LeetCode 347 - Top K Frequent Elements
The problem asks us to return the k most frequently occurring elements from an integer array. We are given an array nums, which may contain duplicates, and an integer k. Our task is to identify which values appear most often and return exactly k of them.
Difficulty: 🟡 Medium
Topics: Array, Hash Table, Divide and Conquer, Sorting, Heap (Priority Queue), Bucket Sort, Counting, Quickselect
Solution
Problem Understanding
The problem asks us to return the k most frequently occurring elements from an integer array. We are given an array nums, which may contain duplicates, and an integer k. Our task is to identify which values appear most often and return exactly k of them.

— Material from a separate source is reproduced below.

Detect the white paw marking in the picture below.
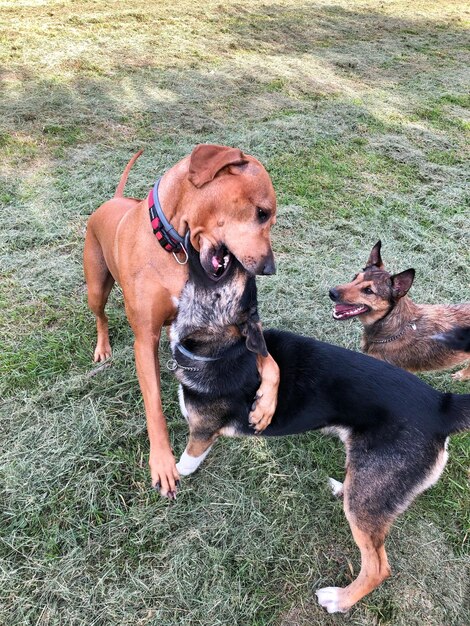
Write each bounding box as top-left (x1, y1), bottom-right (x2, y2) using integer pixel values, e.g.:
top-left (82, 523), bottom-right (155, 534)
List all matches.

For example, if the array is [1,1,1,2,2,3], the number 1 appears three times, 2 appears twice, and 3 appears once. Since k = 2, we return the two most frequent elements, [1,2].
The important detail is that the output order does not matter. We only care that the returned values are the correct top k frequent elements.

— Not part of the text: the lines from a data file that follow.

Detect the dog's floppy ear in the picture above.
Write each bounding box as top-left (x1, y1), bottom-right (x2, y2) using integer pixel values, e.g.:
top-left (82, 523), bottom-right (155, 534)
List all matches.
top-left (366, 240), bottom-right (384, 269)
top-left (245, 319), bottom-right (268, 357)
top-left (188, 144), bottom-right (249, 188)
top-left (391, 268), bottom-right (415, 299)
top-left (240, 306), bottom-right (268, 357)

The constraints are important because they guide us toward the intended solution. The array length can be as large as 10^5, which means inefficient approaches may time out. The follow up explicitly asks for a solution better than O(n log n), which rules out fully sorting all elements by frequency in the worst case.
The problem also guarantees that the answer is unique. This means there will never be ambiguity about which elements belong in the top k. For example, we will not encounter a situation where multiple elements tie for the final position in a way that creates multiple valid answers.
Several edge cases are worth considering upfront. The array may contain only one element, so the algorithm must handle minimal input sizes correctly. All elements could be identical, meaning there is only one unique value regardless of array size. Another important case is when k equals the number of unique elements, in which case we must return every distinct number. Negative integers are also allowed, so the solution cannot assume values are positive.
Approaches
Brute Force Approach
A straightforward approach is to first count the frequency of every number using a hash map. Once we know the frequencies, we can sort all unique elements by their frequency in descending order and return the first k elements.
This works because sorting guarantees that the most frequent elements appear first. After sorting, selecting the top k elements is trivial.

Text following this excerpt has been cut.